SAN DIEGO, Calif. (Feb. 6, 2014) — A woman who allegedly escaped from a Michigan prison in 1977 is refusing to admit that she is the person sought by authorities.
Judy Lynn Hayman, 60, is currently being held without bail in San Diego after her arrest Monday.
“In every criminal case, the accused has the right to challenge the allegations against her, and that’s what she’s doing right now,” said Hayman’s attorney, Lisa Damiani. “Our process allows us to take the Fifth Amendment, for example, in order to be able to look into the underlying facts and make a determination as to what the truth is, and find out what the truth is, and then once we find out what the truth is, make a legitimate statement to the world, so to speak.”
San Diego police arrested Hayman after information from Michigan corrections officials. According to San Diego Police Lt. Kevin Mayer, she admitted to her true identity under questioning.

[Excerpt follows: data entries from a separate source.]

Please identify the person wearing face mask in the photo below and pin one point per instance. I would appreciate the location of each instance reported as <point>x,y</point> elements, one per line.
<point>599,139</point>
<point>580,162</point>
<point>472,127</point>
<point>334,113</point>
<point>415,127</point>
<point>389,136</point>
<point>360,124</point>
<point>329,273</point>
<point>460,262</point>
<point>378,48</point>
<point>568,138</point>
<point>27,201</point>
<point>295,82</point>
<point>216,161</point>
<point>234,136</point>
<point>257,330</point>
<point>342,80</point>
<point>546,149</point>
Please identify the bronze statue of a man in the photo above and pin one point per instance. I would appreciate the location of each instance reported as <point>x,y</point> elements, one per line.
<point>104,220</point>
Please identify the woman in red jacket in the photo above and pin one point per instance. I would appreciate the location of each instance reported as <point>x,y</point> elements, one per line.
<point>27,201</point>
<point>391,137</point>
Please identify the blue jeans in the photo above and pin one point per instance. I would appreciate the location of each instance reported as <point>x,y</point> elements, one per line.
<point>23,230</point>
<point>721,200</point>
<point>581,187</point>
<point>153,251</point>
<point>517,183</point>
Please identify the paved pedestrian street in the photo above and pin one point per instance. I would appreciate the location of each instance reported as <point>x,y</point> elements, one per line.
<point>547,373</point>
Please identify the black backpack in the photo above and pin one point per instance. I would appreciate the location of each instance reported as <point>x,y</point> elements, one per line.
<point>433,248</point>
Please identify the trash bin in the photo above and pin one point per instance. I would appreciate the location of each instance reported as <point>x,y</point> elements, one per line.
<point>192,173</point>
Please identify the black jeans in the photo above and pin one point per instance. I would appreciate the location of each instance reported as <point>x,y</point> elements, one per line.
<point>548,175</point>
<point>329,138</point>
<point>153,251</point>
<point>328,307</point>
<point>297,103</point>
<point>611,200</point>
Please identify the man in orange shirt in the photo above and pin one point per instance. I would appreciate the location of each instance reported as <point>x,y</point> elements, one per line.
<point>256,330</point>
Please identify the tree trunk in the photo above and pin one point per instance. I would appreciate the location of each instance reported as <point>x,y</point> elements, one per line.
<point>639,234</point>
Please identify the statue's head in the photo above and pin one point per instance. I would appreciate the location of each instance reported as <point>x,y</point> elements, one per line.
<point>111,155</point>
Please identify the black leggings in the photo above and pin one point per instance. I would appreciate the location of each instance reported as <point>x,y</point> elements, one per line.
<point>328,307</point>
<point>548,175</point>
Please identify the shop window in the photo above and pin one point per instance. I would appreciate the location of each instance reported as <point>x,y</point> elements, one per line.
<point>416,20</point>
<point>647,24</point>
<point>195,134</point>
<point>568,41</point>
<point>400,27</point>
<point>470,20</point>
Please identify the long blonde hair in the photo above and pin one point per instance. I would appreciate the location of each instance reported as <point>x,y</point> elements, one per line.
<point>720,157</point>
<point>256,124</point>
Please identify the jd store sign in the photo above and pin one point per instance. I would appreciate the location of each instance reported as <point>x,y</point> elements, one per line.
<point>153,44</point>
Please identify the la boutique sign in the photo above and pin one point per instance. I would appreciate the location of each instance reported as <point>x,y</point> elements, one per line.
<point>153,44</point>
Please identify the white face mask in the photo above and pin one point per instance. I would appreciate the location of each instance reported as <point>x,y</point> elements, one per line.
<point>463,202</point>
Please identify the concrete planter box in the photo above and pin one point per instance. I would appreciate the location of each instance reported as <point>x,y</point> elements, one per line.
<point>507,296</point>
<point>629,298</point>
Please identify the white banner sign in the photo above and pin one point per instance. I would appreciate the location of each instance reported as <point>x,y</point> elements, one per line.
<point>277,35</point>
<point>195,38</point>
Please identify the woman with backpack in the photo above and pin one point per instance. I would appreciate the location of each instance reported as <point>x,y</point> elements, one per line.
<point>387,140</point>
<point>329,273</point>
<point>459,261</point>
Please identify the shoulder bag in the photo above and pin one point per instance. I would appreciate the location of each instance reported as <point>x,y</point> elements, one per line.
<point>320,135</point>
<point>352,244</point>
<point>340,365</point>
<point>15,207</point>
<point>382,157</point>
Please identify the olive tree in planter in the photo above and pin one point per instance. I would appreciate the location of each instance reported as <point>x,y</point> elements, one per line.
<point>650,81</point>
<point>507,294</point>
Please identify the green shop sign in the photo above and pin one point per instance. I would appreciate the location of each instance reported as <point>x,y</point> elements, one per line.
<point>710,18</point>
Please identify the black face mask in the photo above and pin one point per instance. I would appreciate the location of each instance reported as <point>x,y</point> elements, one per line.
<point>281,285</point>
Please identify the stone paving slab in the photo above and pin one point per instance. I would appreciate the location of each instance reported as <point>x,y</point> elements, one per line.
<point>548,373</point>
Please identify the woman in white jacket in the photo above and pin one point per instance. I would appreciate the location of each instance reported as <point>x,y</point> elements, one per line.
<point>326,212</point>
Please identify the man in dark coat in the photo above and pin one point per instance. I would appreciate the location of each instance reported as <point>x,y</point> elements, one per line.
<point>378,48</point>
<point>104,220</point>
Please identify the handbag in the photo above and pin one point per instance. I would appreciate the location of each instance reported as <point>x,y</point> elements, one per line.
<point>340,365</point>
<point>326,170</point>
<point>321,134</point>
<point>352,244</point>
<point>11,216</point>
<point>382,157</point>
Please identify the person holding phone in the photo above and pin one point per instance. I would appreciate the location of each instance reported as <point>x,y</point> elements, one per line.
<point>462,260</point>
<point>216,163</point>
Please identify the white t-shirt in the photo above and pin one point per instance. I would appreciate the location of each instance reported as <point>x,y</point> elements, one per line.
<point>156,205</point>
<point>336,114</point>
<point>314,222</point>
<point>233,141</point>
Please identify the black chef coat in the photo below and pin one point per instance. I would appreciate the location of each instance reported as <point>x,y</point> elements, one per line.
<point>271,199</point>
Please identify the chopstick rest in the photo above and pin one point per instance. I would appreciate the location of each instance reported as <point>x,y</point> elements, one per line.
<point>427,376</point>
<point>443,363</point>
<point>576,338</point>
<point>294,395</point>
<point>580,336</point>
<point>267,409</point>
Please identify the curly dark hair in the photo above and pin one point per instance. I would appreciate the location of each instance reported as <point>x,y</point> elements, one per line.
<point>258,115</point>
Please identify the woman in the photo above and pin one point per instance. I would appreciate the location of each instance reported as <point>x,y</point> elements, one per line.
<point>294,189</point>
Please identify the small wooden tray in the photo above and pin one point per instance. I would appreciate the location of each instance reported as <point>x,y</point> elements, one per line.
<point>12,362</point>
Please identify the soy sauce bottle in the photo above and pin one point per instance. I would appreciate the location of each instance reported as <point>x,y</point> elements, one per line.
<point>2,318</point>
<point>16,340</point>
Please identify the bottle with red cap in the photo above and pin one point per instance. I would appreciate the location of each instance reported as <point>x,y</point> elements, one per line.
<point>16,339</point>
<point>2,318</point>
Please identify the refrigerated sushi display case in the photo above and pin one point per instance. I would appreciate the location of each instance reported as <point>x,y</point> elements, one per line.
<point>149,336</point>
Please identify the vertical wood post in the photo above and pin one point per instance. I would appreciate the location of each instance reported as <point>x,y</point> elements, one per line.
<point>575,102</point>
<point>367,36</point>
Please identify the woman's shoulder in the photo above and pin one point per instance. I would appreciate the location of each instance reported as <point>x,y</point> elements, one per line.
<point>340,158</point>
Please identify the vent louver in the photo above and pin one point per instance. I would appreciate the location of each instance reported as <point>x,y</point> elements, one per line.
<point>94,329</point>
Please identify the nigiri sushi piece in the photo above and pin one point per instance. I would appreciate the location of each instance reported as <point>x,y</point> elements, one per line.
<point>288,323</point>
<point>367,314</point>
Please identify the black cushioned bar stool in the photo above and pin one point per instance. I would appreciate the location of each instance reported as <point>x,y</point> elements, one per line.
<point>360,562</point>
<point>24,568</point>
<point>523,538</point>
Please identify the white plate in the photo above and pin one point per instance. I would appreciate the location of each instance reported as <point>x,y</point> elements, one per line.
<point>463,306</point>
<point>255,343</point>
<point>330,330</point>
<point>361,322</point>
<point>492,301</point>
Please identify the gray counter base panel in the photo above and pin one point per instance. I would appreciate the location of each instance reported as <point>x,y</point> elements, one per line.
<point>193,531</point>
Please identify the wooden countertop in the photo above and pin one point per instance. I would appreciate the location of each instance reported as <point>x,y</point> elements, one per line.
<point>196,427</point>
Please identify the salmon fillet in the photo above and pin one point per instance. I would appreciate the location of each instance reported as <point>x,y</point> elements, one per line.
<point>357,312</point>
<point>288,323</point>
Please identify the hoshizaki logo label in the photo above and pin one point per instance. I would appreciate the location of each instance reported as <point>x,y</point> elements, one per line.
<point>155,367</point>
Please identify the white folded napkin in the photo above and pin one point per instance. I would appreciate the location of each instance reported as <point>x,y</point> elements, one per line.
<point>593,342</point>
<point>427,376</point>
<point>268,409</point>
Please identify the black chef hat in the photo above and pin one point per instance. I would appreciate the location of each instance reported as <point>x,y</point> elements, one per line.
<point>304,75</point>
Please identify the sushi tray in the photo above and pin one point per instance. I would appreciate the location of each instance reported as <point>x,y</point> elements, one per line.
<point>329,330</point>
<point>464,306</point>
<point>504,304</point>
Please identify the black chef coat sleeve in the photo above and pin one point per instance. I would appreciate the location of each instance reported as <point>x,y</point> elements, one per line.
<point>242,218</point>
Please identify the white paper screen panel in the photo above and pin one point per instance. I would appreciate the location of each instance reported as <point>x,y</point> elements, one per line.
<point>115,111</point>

Hayman pleaded guilty in June 1976 to an attempted larceny charge for trying to steal clothes from a Detroit-area store and was sentenced to serve between 16 months and two years in custody, according to prison officials there.
Ten months later, she escaped from the Women’s Huron Valley Correctional Facility. She remained a fugitive until this week, using various aliases — including Judy Kayman and Brenda Bushmer — while at large, officials said.
This year, they took an extra step, converting fugitive fingerprints from paper to digital and sending them to the FBI crime lab in Virginia for analysis.
“When they gave us fingerprints back, they had different names or different aliases on them,” Lt. Charles Levens of the Michigan Department of Corrections said.
He credits Hayman’s arrest to the tenacity of lead investigator Tim Hardville.